Pungli Merajela Lantaran Lemahnya Pengawasan

Kamis, 13 Oktober 2016 | 13:10

http://sp.beritasatu.com/home/pungli-merajela-lantaran-lemahnya-pengawasan/117175
 

 
Ilustrasi pungli. [Google]

Berita Terkait

§  BPLHD Bekasi Tindaklanjuti Laporan Pungli Ombudsman

§  Pungli di BLPHD, Ombudsman Meminta Presiden Bertindak

§  Presiden Minta Laporkan Pejabat Pungli Ke 9949



[JAKARTA] Komisi Pemberantasan Korupsi (KPK) mengapresiasi langkah Polri yang 
menggelar operasi tangkap tangan (OTT) untuk mengungkap praktik pungutan liar 
(pungli) di lingkungan Kementerian Perhubungan (Kemhub) beberapa waktu lalu. 
Wakil Ketua KPK, Laode M Syarif mengingatkan praktik pungli tak hanya terjadi 
di Kemhub, tetapi juga di kementerian dan lembaga lainnya.
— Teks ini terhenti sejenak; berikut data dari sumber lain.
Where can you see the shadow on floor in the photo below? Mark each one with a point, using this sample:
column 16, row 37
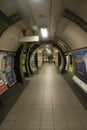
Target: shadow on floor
column 76, row 89
column 9, row 98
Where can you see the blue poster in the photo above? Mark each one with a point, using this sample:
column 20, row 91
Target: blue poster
column 9, row 64
column 81, row 64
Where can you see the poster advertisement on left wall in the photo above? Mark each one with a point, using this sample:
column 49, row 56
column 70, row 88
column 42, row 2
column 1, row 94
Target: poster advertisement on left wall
column 81, row 64
column 3, row 87
column 9, row 65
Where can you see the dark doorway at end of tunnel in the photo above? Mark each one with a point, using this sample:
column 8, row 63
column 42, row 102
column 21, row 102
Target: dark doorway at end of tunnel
column 9, row 98
column 77, row 90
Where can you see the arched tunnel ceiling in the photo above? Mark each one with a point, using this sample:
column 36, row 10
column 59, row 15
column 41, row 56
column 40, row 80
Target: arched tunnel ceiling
column 47, row 13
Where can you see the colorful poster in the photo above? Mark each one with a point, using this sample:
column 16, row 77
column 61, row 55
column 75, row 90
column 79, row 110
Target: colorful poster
column 81, row 65
column 3, row 87
column 9, row 64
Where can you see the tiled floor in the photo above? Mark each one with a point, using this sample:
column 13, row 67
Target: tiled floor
column 47, row 103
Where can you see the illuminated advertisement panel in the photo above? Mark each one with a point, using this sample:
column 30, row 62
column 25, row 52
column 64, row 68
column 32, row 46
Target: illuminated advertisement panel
column 3, row 87
column 9, row 64
column 81, row 65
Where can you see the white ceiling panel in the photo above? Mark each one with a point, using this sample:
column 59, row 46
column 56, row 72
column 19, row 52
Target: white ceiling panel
column 7, row 7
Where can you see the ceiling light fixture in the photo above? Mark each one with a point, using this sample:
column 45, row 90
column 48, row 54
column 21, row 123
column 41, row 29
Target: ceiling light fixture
column 44, row 32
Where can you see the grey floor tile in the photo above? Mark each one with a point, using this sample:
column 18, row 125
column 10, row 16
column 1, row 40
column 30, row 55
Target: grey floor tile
column 61, row 125
column 33, row 124
column 20, row 125
column 6, row 124
column 59, row 117
column 72, row 117
column 47, row 124
column 75, row 125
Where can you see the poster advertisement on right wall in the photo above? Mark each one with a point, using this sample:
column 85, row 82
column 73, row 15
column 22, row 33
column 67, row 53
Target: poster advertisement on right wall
column 81, row 64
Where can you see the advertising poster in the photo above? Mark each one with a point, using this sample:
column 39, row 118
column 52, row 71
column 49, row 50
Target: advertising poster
column 9, row 64
column 81, row 65
column 3, row 87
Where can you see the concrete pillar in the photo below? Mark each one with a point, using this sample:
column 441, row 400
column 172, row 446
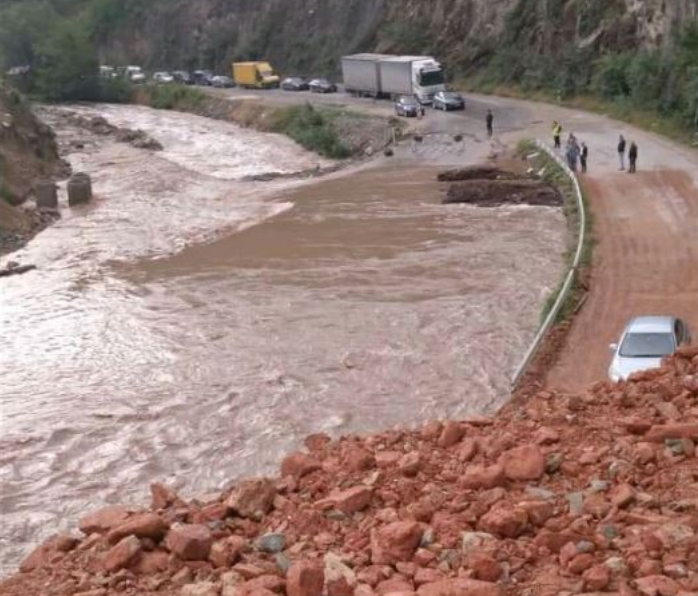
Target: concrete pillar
column 79, row 189
column 46, row 195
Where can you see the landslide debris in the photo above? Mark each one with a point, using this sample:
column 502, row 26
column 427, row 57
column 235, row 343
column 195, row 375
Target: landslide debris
column 559, row 494
column 492, row 187
column 101, row 127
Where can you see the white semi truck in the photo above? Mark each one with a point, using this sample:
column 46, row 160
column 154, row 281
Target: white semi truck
column 384, row 75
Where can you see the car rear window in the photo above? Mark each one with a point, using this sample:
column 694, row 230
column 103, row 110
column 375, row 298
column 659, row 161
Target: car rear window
column 647, row 345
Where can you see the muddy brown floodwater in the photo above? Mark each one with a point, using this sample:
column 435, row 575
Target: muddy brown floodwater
column 190, row 327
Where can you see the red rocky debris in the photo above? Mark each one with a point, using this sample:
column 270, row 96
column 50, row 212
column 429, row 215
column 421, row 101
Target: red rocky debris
column 122, row 554
column 44, row 554
column 477, row 477
column 349, row 501
column 460, row 587
column 524, row 463
column 305, row 579
column 252, row 498
column 142, row 525
column 299, row 465
column 103, row 520
column 452, row 433
column 504, row 520
column 162, row 496
column 657, row 585
column 190, row 542
column 410, row 463
column 661, row 433
column 226, row 552
column 395, row 542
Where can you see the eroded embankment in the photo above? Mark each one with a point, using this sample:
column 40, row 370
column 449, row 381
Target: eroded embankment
column 590, row 493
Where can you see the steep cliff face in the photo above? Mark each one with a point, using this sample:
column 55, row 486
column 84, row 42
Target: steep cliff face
column 310, row 35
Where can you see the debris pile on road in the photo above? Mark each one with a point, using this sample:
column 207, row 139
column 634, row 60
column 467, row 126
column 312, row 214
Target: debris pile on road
column 493, row 187
column 557, row 494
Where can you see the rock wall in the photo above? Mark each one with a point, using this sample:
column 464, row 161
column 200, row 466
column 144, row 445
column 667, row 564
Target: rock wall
column 307, row 36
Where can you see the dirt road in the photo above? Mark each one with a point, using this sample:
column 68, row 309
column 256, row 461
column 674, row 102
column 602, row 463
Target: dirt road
column 646, row 258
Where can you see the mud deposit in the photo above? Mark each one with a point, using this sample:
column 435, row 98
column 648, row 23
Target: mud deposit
column 362, row 304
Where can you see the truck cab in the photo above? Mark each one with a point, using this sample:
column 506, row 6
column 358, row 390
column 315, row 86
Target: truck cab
column 255, row 75
column 428, row 79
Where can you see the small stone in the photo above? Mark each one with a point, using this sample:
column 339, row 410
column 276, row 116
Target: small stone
column 122, row 554
column 305, row 579
column 524, row 463
column 395, row 542
column 271, row 543
column 200, row 589
column 190, row 542
column 553, row 462
column 252, row 498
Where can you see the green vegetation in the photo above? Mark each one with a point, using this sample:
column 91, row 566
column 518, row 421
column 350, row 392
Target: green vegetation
column 311, row 128
column 554, row 175
column 654, row 89
column 173, row 97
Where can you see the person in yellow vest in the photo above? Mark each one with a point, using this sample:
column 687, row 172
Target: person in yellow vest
column 557, row 134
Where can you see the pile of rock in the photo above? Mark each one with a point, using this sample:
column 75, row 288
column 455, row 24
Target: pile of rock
column 565, row 494
column 493, row 187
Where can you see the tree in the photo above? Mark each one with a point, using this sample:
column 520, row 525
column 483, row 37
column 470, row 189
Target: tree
column 68, row 64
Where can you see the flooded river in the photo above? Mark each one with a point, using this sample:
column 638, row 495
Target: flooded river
column 191, row 327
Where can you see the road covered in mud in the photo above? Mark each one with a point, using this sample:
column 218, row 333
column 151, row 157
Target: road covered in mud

Maraknya praktik 
pungli ini salah satunya disebabkan lembahnya pengawasan internal di 
masing-masing kementerian dan lembaga.

"KPK mengucapkan selamat atas keberhasilan Polri dalam menangkap praktik pungli 
ini di Kementerian Perhubungan. Dan perlu diingat bahwa praktik semacam ini 
banyak terjadi di Kementerian dan Lembaga yang lain. Salah satu penyebabnya 
karena lemahnya pengawasan internal masing-masing kementerian dan lembaga 
sehingga terkesan ada pembiaran," kata Syarief kepada SP, Rabu (12/10) malam.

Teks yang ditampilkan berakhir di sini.